New Life Ministries
Allow God to help you grow as you submit to His authority. “So humble yourselves under the mighty power of God, and in His good time He will honor you.” – 1 Peter 5:6
- Humbling yourself before the God of the universe.
- Admitting that God is all-powerful and releasing your struggles to Him.
- Refusing to escape into the old patterns, habits and attitudes
- No longer saying, “I can handle this myself.”
- Submitting to God’s way of doing things, even though you don’t understand it.
- Getting past your pain and fear and clinging to hope in God and His love for you.
- Setting aside your human understanding and becoming childlike, acknowledging that you have no answers that work.
Accept the full reality of your situation. “Lord, you have examined my heart and know everything about me.” – Psalm 139:1
- To stop lying to yourself about the failures, sins and heartaches in your life, and to begin to acknowledge the truth about your situation.
- To consider what you criticize in others as a clue to what you may be denying in yourself.
- To face your past, your pain and your failures head-on.
- To stop blaming others for your difficulties.
- To seek, receive and apply God’s wisdom
- To look at what you’ve done in the light of God’s mercy and grace.
- To accept that you are unable to help yourself without God’s help.
- To name your character defects and mistakes rather than deny them.
Begin to open up about the reality of your life. “Confess your sins one to each other and pray for each other so that you may be healed.” – James 5:16
- You submit yourself to God’s way of handling secrets, respecting His desire for openness and vulnerability among His people.
- You are willing to overcome your fear of rejection by revealing your failures to another person.
- You reject your habit of self-protective secretiveness.
- You admit to at least one other person that you have fallen short of God’s best, including your character defects and judgment errors.
- You have stopped trying to mask your true feelings.
- You have chosen to humble yourself before both God and others.
- You renounce your independence and admit that you need help from fellow believers.
- You put your vague sense of guilt into written or spoken words and express the situation without making excuses.
Take responsibility to make necessary changes for spiritual growth to occur. “For we are each responsible for our own conduct.” – Galatians 6:5
- You face your problems rather than escape them.
- You take the time to grieve your losses and experience pain.
- You believe Jesus’ words: “Blessed are those who mourn for they will be comforted.”
- You stop playing the role of victim.
- You are willing to bear the full responsibility of your misconduct.
- You no longer blame others for your sins.
- You reach out to Christ, who is fully capable of understanding your emotional pain having suffered abuse and rejection Himself.
- You look beyond your losses at God’s deeper purposes.
- You accept the hope that God’s plans for you are always good and loving.
- You refuse to allow anything from your past to be an excuse for lack of growth or character development.
Forgive your own failures and the failures of those who have hurt you. “If you forgive those who sin against you, your heavenly Father will forgive you.” – Matthew 6:14
- You hand back your rights to God (the rights you usurped from Him) and invite Him to be in charge.
- Asking for forgiveness and making restitution for the damage you’ve done.
- You no longer energize yourself with rage or hatred.
- You step out of the past and into the present.
- You accept the pardon of the Cross for others as well as for yourself.
- You obey Jesus’ instructions to forgive so that you can be forgiven.
- You begin a process of forgiveness which may continue for a lifetime, living in the light of God’s forgiveness.
- To sift through your life and discard the resentments and hurts of the past.
Transform your pain into a purposeful mission out of your desire to share with others and love them. “All praise to the God and Father of our Lord Jesus Christ. He is the source of every mercy and the God who comforts us. He comforts us in all our troubles so that we can comfort others. When others are troubled, we will be able to give them the same comfort God has given us.” – II Corinthians 1:3-4
- To step out of your pain and into the needs of others.
- To participate in God’s process of working all things together for good.
- To seek ways of applying past pain to positive purposes.

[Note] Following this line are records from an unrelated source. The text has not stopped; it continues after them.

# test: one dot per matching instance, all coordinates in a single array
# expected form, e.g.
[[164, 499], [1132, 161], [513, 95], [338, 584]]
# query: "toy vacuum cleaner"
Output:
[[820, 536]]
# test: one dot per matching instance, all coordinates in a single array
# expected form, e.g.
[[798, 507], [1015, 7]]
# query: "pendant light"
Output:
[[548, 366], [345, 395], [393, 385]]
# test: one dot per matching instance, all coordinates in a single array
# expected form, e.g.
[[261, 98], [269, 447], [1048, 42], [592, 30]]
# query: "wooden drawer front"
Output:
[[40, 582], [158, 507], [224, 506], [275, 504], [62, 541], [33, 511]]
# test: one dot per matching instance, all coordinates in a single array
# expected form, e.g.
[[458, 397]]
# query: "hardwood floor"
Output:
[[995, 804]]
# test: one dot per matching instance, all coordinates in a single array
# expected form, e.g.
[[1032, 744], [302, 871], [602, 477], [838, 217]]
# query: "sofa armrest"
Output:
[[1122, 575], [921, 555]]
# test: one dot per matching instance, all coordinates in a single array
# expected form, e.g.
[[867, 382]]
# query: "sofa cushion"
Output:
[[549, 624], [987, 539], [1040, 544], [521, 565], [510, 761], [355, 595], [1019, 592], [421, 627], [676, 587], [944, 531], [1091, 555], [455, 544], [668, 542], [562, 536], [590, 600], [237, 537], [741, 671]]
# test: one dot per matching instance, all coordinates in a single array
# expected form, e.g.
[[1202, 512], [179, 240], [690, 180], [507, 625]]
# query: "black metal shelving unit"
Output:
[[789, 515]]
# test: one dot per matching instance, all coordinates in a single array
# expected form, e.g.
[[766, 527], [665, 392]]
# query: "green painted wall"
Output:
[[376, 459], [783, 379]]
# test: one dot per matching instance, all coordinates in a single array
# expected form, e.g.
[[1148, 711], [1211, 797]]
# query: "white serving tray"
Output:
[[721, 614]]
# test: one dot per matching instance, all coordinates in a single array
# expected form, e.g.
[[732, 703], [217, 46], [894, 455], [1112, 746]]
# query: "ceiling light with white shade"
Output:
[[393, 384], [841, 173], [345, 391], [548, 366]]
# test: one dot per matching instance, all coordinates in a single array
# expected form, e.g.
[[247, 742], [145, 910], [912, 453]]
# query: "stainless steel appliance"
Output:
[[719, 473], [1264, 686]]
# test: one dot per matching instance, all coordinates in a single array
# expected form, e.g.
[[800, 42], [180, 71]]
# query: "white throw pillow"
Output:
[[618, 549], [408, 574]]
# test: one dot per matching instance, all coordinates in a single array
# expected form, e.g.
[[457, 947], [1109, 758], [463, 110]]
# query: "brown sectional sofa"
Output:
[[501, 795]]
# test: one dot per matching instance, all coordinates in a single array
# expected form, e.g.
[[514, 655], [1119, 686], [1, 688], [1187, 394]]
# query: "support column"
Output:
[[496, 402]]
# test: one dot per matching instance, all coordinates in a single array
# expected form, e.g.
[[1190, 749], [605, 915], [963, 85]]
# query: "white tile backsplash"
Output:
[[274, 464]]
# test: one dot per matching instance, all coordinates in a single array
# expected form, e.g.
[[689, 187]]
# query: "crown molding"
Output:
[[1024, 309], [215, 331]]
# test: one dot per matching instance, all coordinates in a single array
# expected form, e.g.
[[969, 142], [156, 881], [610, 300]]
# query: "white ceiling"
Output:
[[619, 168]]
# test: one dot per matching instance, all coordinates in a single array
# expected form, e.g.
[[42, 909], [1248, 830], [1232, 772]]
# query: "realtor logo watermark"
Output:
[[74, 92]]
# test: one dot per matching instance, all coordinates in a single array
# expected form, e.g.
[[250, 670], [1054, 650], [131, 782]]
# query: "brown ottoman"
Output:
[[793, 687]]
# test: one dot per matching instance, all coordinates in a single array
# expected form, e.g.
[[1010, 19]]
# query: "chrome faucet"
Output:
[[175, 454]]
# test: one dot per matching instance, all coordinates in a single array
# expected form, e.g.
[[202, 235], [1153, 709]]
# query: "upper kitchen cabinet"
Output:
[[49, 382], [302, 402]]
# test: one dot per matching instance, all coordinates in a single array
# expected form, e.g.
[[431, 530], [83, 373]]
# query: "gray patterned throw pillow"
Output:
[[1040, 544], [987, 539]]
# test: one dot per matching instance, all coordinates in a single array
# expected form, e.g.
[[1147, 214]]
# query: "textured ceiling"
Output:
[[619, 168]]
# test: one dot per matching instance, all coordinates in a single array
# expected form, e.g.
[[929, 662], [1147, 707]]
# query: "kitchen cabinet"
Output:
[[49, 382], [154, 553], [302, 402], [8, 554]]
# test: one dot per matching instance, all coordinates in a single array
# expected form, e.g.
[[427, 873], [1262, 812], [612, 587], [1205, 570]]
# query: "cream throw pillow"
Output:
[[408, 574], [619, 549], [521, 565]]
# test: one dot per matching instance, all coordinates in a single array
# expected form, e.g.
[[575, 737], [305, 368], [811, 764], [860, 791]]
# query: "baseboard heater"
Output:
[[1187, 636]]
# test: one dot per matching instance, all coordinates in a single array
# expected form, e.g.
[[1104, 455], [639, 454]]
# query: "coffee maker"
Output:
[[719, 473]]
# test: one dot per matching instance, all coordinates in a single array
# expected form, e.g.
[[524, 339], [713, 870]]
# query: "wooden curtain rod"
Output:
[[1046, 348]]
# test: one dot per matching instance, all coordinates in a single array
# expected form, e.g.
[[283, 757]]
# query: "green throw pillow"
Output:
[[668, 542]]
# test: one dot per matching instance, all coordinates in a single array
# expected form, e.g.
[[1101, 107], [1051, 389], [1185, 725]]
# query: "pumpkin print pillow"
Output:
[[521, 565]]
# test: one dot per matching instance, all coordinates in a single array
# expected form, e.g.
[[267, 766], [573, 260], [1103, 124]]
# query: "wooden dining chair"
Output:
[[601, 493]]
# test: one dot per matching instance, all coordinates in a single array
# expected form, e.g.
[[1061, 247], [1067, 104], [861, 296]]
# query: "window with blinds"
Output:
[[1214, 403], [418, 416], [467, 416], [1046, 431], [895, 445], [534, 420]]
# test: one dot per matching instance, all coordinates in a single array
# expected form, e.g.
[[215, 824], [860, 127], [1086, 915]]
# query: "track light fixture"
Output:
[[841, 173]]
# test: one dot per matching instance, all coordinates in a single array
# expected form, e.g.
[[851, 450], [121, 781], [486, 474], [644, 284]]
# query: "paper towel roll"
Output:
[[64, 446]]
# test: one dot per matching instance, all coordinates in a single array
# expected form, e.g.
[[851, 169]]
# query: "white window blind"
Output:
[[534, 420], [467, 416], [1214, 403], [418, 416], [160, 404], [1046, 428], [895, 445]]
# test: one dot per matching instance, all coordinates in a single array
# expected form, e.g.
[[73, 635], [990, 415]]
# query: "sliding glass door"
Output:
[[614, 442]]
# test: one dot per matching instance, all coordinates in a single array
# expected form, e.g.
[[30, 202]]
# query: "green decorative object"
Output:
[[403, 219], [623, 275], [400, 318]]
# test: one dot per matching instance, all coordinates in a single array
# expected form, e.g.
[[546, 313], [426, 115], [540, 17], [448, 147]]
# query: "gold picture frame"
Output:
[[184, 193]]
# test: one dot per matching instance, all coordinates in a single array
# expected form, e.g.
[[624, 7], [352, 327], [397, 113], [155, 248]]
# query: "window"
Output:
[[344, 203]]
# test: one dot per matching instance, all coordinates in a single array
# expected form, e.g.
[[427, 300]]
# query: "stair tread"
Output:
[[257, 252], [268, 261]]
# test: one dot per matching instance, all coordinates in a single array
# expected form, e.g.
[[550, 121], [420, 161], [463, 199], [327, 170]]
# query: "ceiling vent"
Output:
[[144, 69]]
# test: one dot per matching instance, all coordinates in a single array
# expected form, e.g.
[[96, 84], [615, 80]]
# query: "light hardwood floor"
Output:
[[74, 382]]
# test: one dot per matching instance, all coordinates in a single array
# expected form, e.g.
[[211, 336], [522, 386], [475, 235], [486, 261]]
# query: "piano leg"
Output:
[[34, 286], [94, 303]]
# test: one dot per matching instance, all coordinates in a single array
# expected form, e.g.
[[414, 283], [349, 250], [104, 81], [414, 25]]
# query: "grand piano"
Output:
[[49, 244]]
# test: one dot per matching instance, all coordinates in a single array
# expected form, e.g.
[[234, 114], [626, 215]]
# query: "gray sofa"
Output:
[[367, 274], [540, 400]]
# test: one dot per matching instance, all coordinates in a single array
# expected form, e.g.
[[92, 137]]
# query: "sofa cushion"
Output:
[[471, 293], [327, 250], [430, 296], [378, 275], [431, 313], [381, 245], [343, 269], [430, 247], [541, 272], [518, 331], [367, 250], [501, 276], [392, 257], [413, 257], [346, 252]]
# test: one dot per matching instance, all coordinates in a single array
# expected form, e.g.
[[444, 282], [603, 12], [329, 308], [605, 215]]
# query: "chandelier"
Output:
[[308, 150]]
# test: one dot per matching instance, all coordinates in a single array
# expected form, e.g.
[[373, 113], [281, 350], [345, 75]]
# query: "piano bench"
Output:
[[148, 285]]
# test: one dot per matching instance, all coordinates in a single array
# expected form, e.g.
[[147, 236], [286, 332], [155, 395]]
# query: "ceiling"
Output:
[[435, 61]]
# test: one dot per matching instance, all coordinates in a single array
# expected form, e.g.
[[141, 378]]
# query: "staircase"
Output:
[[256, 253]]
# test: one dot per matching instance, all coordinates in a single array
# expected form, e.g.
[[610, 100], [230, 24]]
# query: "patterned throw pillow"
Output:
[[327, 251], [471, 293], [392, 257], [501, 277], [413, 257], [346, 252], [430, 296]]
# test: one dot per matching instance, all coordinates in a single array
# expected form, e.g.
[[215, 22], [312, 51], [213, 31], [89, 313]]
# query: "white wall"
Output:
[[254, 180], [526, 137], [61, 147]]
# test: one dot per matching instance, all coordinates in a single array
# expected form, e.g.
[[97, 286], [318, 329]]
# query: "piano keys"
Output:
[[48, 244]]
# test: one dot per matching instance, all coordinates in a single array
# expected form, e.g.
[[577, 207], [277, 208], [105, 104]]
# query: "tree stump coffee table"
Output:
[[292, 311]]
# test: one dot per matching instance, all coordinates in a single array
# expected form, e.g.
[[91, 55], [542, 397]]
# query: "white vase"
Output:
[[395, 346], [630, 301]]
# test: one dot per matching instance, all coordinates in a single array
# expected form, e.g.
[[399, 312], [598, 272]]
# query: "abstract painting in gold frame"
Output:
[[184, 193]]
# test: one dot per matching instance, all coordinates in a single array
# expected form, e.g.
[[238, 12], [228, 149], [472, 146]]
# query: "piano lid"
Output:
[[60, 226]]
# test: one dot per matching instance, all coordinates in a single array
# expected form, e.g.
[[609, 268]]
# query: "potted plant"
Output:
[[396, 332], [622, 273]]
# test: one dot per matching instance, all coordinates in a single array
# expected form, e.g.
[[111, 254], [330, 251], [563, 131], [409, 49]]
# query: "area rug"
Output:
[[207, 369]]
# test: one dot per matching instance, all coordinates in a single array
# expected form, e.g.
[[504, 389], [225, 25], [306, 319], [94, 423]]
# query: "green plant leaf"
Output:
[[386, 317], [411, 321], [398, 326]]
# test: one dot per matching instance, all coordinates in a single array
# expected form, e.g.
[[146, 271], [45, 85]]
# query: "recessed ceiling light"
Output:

- You stop saying “Why me, Lord?” and start saying, “What do you want me to do?” Being a giver instead of a taker.
- Learning to listen rather than always needing to be heard.
- You allow your humbling experiences to give you a servant’s heart, investing your spiritual gifts in the lives of others.
- The discovery of your God given spiritual gifts and the utilization of those gifts in reaching and serving others.
Protect the spiritual gains you have made and persevere through life’s inevitable struggles. “So make every effort to apply the benefits of these promises to your life. Then your faith will produce a life of moral excellence. A life of moral excellence leads to knowing God better.” – 2 Peter 1:5
- You establish boundaries that prevent your return to sick and sinful behaviors.
- You continue to forgive and to be forgiven.
- You avoid secrecy by remaining accountable to others, while being a trustworthy confidant for their secrets.
- You choose to be part of a godly community reading God’s Word, meditating upon it, praying daily, and practicing spiritual disciplines.
- Developing, with God’s help, a deep and godly character.
- Being patient with yourself when you slip.
- Moving forward while remembering where you’ve been.
- Continuing the process of surrender – day by day, year by year.